“There’s no glockenspiel or accordion – just your meat & two veg”- DiS meets Gene Simmons from Kiss

Ryan Drever | Drowned in Sound

There’s not much left to say about KISS that hasn’t already been screamed, picketed or printed by generations of militant fans, close-minded religious fanatics or gore-hungry press over the course of about four decades. But that’s not to say there’s no new ground left to cover for this larger-than-life hard rock juggernaut.

The next-level pioneers of shock rock, the wholesale manufacturers of early American Heavy Metal and the single greatest thing to happen to the face-paint industry since the death of mime; KISS are as relevant today as you let them. Ignoring that painful Costa Coffee ad for a moment – or as long as humanly possible – their music still holds up pretty well, even for those averse to KISS’s occult gimmickry of pyro, blood-spitting and trapeze-aided guitar solos – which makes the quality of their latest record, Monster, unsurprising for the most part.

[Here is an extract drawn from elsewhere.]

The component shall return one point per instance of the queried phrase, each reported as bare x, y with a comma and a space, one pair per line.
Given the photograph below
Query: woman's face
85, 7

But if ever there was a case to let the artist explain themselves it would be our recent conversation with Gene Simmons. So, here’s the God of Thunder himself in a hasty phone interview conducted in a Glasgow back-alley as he talks Monster, Mount Olympus and Meat and Two Veg. Enjoy.

Hi Gene, how are you?

I’m deliriously happy.

That’s quite possibly the best response to that question in the history of speech.

Write that one down.

Don’t worry, I’m taping it. Actually, you’re going to have to excuse me, I’m a little out of breath, I’m doing a show tonight and have had to rush around dropping off gear and am now interviewing you in an alley behind the venue.

Oh, I thought you were out of breath because you’re talking to me.